Tout le monde sait bien sûr que la BD séminale d’Alan Moore (et Dave Gibbons au dessin...), l'un des piliers incontournables du genre, avait déjà été adaptée il y a 10 ans au cinéma par le très discutable Zach Snyder, avec un succès pour le moins relatif, tant la complexité morale et politique de l'oeuvre originale était peu compatible avec une approche fondamentalement simplificatrice de blockbuster à gros budget. On pouvait également craindre le pire, malgré la signature de la maison HBO derrière la série "Watchmen" : confier cette « sequel » à un as de l'enfumage spirituel et des scénarios inextricables comme Damon Lindelof ("Lost" et "The Leftovers") nous donnait littéralement des sueurs froides ! Et voilà que nous nous retrouvons devant une très bonne série, voire une série occasionnellement brillante (nous pensons en particulier à l'épisode 6, "An Extraordinary Being", réflexion sur la violence raciste au sein des forces de l'ordre américaines !), et remplie de thèmes pertinents, allant bien au-delà de la Science-Fiction largement délirante qui constitue quand même le fond de commerce de "Watchmen". Mieux encore, la série arrive même à ne pas (trop) trahir son créateur (même si Moore a refusé que son nom apparaisse au générique !), à ne pas trop simplifier les questions politiques - et existentielles - de l'oeuvre originale, tout en l'actualisant en intégrant des préoccupations typiques de 2019...

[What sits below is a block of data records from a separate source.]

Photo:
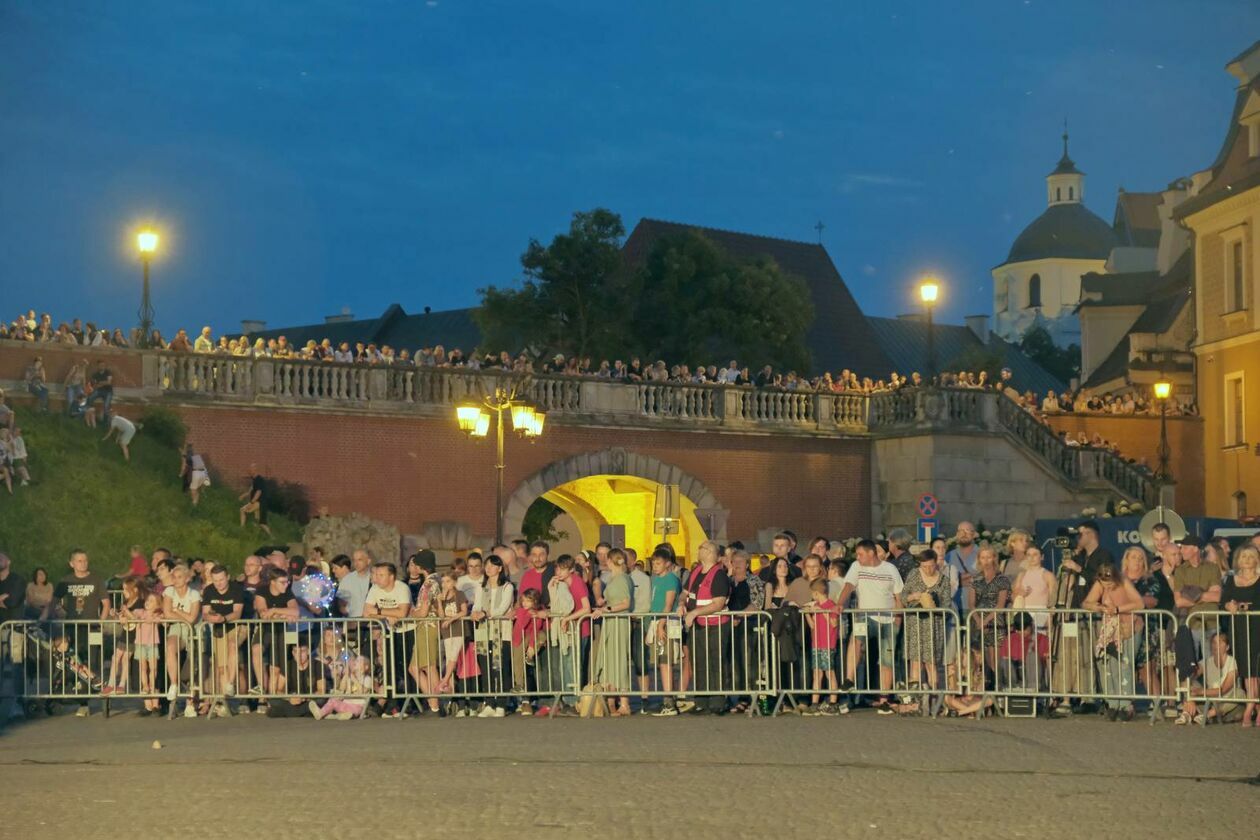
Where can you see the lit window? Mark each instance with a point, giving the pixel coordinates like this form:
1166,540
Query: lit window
1235,270
1235,411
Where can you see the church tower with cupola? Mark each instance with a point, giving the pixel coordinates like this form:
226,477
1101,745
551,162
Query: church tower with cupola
1040,281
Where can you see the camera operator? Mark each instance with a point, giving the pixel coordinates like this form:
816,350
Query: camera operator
1085,562
1072,669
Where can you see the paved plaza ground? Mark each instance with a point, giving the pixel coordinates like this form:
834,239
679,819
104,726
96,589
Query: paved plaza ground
858,776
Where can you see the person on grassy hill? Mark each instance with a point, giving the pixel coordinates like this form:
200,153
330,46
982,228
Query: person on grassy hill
192,467
255,500
126,432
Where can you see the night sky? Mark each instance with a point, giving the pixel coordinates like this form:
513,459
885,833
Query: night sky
304,159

Nous sommes donc à nouveau dans le monde uchronique créé par Moore, mais plusieurs décennies après les événements de la BD originale. Le Vietnam, suite à la guerre contre le viêt-cong remportée par les USA, est devenu un état américain, mais la série se concentre principalement sur les conséquences de la véritable guerre raciale qui a ravagé les USA, et dont les conséquences ont transformé fondamentalement la société américaine, et en particulier sa police et sa justice. En parallèle - et bien sûr les deux intrigues vont se rejoindre - le doute plane sur ce qui est arrivé à Dr. Manhattan, soi-disant exilé sur Mars, et surtout à Adrian Veidt, joliment interprété par un Jeremy Irons, qui semble s'amuser ici plus quand dans ses dix film précédents...

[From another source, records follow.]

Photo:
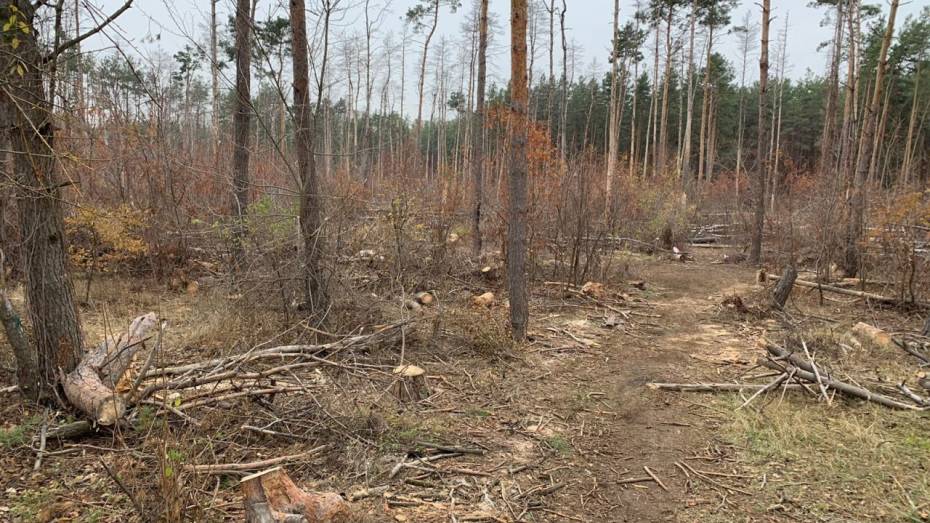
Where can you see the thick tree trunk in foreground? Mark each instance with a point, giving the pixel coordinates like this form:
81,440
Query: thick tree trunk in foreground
310,201
783,289
857,200
517,204
241,124
758,222
478,159
26,114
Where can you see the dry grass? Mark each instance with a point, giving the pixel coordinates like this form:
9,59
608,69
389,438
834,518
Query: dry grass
839,463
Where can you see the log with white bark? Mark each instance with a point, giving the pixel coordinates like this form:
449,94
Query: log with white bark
91,386
849,292
712,387
272,497
806,371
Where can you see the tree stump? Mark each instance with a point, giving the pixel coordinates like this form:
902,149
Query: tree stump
90,387
409,384
272,497
784,286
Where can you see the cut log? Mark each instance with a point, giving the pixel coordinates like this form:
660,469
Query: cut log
272,497
805,371
425,298
868,335
784,286
712,387
849,292
485,300
409,384
90,387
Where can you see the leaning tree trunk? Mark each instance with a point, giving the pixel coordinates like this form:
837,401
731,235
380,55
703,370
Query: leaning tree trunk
310,201
517,206
784,287
241,124
857,200
613,131
478,159
755,251
26,114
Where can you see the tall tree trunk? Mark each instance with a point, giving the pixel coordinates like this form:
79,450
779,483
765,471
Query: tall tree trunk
241,126
79,68
850,112
613,133
655,107
26,115
689,118
214,85
517,178
857,201
705,108
478,159
563,125
666,80
880,134
429,36
310,201
755,251
829,125
905,175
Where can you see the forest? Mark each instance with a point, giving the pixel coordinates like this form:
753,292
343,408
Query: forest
442,260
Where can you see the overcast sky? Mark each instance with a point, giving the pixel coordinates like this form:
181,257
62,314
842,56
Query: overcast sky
151,26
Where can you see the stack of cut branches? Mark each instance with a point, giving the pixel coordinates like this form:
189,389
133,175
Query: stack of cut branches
260,371
802,369
797,370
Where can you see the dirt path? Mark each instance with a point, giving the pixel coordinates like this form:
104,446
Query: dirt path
616,425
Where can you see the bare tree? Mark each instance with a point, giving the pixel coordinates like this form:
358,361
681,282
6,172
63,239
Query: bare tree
310,201
215,84
241,124
755,251
26,115
857,201
478,158
517,178
613,134
829,125
747,35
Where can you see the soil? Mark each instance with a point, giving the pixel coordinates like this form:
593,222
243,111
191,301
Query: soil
570,429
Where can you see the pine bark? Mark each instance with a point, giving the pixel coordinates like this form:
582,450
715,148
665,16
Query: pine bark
829,125
478,157
310,201
26,114
517,178
755,251
613,133
857,201
241,126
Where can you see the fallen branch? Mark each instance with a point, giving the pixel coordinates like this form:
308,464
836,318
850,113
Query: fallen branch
222,468
711,387
90,387
849,292
806,371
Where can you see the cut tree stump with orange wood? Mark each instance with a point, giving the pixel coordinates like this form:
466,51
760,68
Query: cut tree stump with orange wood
91,386
409,384
271,496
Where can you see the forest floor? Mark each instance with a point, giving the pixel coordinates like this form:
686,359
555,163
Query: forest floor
567,428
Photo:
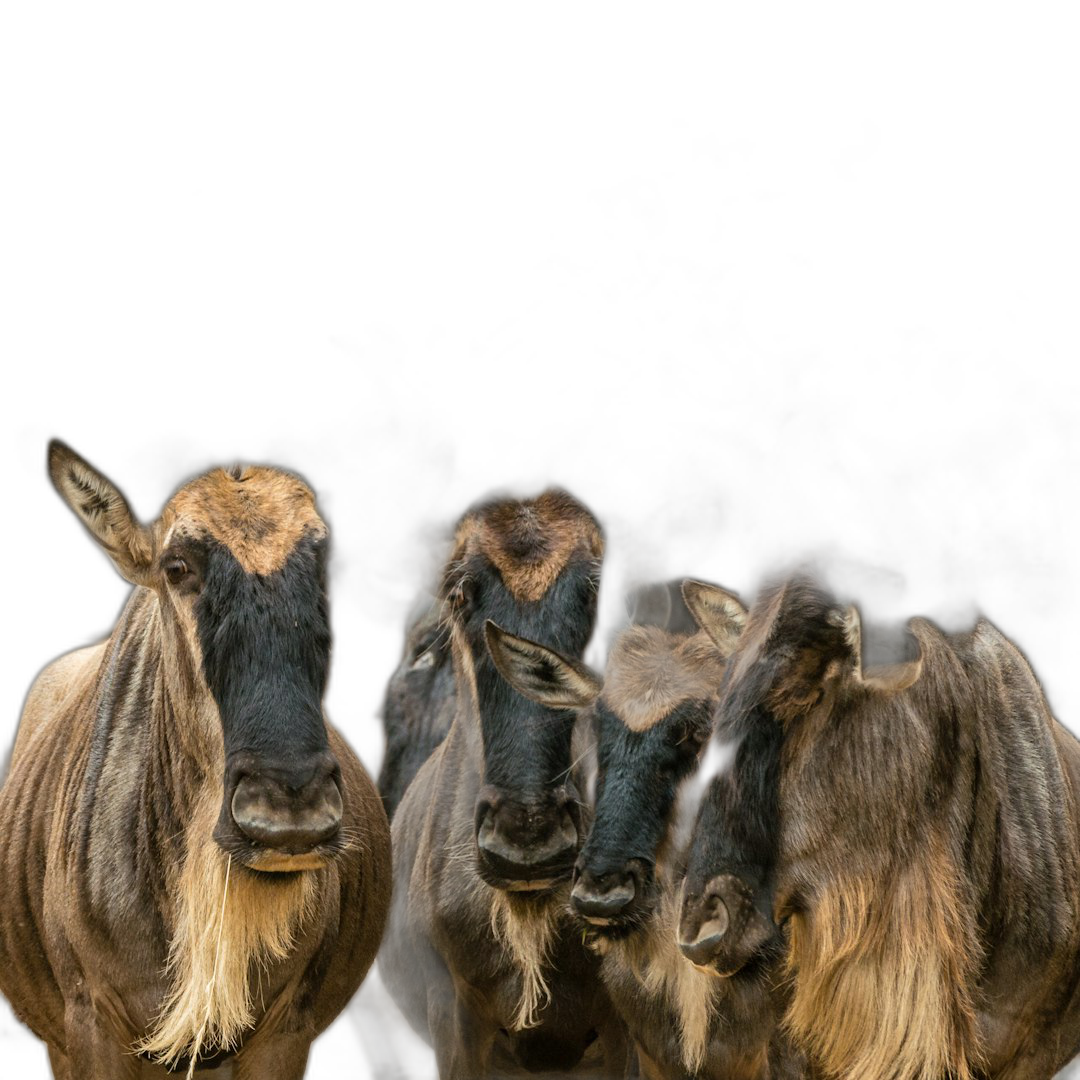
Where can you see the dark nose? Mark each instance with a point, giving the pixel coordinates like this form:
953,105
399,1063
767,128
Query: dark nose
288,810
526,839
603,895
721,929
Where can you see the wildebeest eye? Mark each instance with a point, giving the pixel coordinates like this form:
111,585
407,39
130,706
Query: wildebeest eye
176,569
461,594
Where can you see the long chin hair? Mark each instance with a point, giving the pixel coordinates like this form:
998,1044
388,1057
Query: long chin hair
527,932
880,976
231,923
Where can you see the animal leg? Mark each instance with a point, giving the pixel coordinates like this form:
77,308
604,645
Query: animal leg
94,1052
461,1040
274,1057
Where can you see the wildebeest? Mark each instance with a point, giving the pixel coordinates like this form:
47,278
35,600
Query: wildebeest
196,862
650,711
418,705
893,791
480,955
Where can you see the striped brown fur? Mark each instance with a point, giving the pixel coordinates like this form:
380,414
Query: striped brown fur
136,933
484,963
927,860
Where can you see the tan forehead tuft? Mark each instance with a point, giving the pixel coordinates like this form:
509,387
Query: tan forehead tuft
528,538
258,512
651,671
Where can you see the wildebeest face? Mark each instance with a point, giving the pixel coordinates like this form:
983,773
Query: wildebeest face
238,559
649,714
807,655
531,564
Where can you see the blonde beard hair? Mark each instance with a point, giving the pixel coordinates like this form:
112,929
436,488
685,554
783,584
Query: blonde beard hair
230,922
527,934
881,976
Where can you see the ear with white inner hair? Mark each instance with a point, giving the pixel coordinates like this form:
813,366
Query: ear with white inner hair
721,615
888,658
102,509
541,674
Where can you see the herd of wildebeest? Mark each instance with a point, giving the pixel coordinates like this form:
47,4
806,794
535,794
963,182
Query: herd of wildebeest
642,826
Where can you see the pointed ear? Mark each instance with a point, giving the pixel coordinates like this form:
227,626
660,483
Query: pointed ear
103,511
888,658
541,674
721,615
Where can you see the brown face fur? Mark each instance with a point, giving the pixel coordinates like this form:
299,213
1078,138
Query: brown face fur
528,539
650,672
259,513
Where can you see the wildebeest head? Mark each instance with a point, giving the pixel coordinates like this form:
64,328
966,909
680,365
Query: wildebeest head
649,714
531,563
237,559
821,636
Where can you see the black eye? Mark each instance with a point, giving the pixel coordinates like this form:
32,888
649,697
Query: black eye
461,594
176,570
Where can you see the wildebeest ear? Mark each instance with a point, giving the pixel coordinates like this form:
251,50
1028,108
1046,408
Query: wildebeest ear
721,615
541,674
102,509
888,658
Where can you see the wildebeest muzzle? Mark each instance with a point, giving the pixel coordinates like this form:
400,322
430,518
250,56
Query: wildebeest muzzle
526,841
281,817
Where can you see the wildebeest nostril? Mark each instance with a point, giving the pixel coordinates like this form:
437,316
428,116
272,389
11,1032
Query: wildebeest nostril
604,896
273,815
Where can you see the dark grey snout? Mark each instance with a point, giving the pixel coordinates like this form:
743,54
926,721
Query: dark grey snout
603,896
721,929
526,840
286,811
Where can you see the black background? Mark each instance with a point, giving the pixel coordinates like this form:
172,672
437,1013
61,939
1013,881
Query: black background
848,323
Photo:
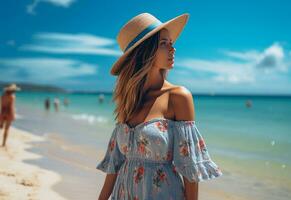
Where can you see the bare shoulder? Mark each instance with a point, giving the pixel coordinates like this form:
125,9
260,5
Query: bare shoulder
182,103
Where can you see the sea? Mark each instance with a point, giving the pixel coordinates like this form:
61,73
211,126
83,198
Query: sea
250,142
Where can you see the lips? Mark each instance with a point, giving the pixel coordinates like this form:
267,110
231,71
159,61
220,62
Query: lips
171,58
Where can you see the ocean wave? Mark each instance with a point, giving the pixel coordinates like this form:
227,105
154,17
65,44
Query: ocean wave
91,119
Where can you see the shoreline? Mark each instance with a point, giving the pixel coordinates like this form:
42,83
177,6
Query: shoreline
19,179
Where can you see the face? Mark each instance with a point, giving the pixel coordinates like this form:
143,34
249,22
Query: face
165,53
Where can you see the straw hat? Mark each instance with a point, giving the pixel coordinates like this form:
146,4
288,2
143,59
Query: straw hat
12,87
141,27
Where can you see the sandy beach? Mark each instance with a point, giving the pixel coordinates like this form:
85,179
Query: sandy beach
20,180
52,156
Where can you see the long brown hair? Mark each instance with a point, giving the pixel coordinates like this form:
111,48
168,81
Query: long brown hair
128,93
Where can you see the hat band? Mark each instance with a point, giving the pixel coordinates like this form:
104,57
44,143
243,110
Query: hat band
143,33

On admettra aisément que les 300 morts afro-américains, bien réels, du massacre de Greenwood (Tulsa), commodément oubliés dans l'histoire américaine, méritent sans doute mieux que d'être le sujet d'une série de Science-Fiction, ce qui peut permettre à des téléspectateurs mal informés de penser que cette horreur fait partie justement de l'aspect "uchronique" du scénario. Néanmoins, "Watchmen" s'avère sincèrement lucide - et donc violent - vis à vis des tentations racistes et fascistes (telles que malheureusement illustrées par le Gouvernement Trump...) de la société américaine, au point d'en faire le vrai sujet de cette saison. Et de séduire les plus sceptiques d'entre nous.

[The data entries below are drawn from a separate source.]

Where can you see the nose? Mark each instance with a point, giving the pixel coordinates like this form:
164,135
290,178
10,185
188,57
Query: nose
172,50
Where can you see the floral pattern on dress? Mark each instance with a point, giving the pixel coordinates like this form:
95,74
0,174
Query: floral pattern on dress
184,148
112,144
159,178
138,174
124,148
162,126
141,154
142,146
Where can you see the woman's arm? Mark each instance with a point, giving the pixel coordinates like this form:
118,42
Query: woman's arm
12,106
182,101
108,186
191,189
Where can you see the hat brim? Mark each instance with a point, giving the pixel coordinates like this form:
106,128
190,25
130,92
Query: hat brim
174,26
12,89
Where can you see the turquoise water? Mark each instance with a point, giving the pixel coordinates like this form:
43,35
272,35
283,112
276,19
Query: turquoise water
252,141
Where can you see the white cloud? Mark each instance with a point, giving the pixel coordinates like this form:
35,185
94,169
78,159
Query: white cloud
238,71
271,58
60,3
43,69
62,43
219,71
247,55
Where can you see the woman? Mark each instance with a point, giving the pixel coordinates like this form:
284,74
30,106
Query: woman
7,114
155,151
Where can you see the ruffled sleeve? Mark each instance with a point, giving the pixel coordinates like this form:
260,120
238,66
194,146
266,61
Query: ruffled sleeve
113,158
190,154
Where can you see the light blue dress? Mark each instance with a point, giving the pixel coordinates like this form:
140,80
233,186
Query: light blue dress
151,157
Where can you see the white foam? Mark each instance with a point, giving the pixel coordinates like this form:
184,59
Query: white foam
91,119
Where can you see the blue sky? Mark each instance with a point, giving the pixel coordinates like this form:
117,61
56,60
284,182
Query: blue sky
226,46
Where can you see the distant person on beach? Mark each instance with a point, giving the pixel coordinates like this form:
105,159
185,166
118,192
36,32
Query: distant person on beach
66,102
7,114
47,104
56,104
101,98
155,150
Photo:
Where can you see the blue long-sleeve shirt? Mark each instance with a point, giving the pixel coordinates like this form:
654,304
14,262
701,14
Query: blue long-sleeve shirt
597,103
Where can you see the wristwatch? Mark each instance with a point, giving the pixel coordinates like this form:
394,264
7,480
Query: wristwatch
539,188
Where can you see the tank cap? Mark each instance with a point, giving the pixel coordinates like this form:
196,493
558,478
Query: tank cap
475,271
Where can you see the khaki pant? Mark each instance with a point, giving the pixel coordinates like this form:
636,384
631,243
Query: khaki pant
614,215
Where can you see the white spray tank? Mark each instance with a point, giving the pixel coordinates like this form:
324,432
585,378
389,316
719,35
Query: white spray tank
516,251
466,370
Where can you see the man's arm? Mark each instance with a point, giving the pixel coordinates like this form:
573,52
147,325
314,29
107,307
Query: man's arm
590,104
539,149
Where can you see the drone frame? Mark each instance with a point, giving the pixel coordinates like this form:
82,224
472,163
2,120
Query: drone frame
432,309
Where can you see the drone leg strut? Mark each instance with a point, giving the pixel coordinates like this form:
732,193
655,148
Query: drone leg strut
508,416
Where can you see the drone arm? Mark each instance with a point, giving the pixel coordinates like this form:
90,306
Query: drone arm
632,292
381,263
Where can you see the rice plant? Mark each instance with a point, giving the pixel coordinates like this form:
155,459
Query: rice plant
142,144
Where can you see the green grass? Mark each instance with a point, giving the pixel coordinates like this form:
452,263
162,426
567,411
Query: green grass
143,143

Quant à la partie la plus fantastique, voire délirante, de la série, elle oscille entre le meilleur - comme les délicieuses scènes du monde-prison où est confiné Veidt et de ses tentatives d'évasion - et le pire : le dernier épisode est malheureusement particulièrement raté, sacrifiant aux trop habituels stéréotypes du savant fou et de la destruction générale, ici pas trop crédible d'ailleurs, et simplifiant les conséquences de tout ce que nous avons vu avant au bénéfice d'une conclusion émotionnelle un peu lénifiante.
Cette ultime déception n'est toutefois pas dramatique, tant on a pris plaisir à l'intelligence et à la richesse de (presque) tout ce qui a précédé... Sans même mentionner notre surprise devant un scénario plutôt efficace et bien bouclé, loin des défauts habituels du travail de Lindelof.
Et si "Watchmen" avait été l'une des plus grosses (bonnes) surprises de 2019 ?
[Critique écrite en 2020]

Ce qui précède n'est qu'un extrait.